I tried following code, but it generates type errors.

sa f = f f

• Occurs check: cannot construct the infinite type: t ~ t -> t1
• In the first argument of ‘f’, namely ‘f’
  In the expression: f f
  In an equation for ‘sa’: sa f = f f
• Relevant bindings include
    f :: t -> t1
      (bound at fp-through-lambda-calculus-michaelson.hs:9:4)
    sa :: (t -> t1) -> t1
      (bound at fp-through-lambda-calculus-michaelson.hs:9:1)

Answer 1

Use a newtype to construct the infinite type.

newtype Eventually a = NotYet (Eventually a -> a)

sa :: Eventually a -> a
sa eventually@(NotYet f) = f eventually

In GHC, eventually and f will be the same object in memory.

Answer 2

I don't think there is a single self-application function that will work for all terms in Haskell. Self-application is a peculiar thing in typed lambda calculus, which will often evade typing. This is related to the fact that with self-application we can express the fixed-point combinator, which introduces inconsistencies into the type system when viewed as a logical system (see Curry-Howard correspondence).

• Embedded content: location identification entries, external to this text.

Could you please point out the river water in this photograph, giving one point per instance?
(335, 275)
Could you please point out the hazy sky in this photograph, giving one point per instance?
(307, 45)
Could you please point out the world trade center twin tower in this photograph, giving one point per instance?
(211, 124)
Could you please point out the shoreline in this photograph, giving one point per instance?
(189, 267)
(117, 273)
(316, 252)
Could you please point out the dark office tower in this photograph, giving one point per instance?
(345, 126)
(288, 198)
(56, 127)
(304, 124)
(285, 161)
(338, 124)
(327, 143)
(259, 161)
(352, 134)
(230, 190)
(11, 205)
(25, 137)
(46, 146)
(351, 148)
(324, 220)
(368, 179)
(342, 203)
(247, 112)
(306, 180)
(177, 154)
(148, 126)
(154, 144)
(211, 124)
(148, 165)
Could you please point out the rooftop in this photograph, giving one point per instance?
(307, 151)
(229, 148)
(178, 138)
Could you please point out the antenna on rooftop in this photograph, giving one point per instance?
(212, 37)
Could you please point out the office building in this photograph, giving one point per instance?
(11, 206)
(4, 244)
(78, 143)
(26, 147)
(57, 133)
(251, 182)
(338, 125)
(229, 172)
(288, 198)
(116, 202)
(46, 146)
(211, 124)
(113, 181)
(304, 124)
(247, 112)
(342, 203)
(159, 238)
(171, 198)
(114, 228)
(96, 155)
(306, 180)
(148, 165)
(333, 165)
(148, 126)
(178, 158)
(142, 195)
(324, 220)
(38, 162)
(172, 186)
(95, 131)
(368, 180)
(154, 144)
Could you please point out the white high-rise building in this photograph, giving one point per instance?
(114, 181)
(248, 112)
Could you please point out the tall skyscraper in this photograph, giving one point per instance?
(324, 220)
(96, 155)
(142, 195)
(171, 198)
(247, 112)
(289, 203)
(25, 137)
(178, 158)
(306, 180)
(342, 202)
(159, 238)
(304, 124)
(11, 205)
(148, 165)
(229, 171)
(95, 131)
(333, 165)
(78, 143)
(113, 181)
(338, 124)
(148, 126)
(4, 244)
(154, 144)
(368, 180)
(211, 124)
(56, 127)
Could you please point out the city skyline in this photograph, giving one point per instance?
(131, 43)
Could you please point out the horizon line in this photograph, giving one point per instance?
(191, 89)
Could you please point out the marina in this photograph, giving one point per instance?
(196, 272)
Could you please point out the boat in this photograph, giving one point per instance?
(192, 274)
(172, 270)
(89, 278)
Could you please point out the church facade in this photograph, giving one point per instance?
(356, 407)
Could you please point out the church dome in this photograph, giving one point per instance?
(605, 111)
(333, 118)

You asked about applying it to the id function. In the self application id id, the two ids have different types. More explicitly it's (id :: (A -> A) -> (A -> A)) (id :: A -> A) (for any type A). We could make a self-application specifically designed for the id function:

sa :: (forall a. a -> a) -> b -> b
sa f = f f

ghci> :t sa id
sa id :: b -> b

which works just fine, but is rather limited by its type.

Using RankNTypes you can make families of self-application functions like this, but you're not going to be able to make a general self-application function such that sa t will be well-typed iff t t is well-typed (at least not in System Fω ("F-omega"), which GHC's core calculus is based on).

The reason, if you work it out formally (probably), is that then we could get sa sa, which has no normal form, and Fω is known to be normalizing (until we add fix of course).

Answer 3

This is because the untyped lambda calculus is in some way more powerful than Haskell. Or, to put it differently, the untyped lambda calculus has no type system. Thus, it has no sound type system. Whereas Haskell does have one.

This shows up not only with self application, but in any cases where infinite types are involved. Try this, for example:

i x = x
s f g x = f x (g x)
s i i

It is astonishing how the type system finds out that the seemingly harmless expresion s i i should not be allowed with a sound type system. Because, if it were allowed, self application would be possible.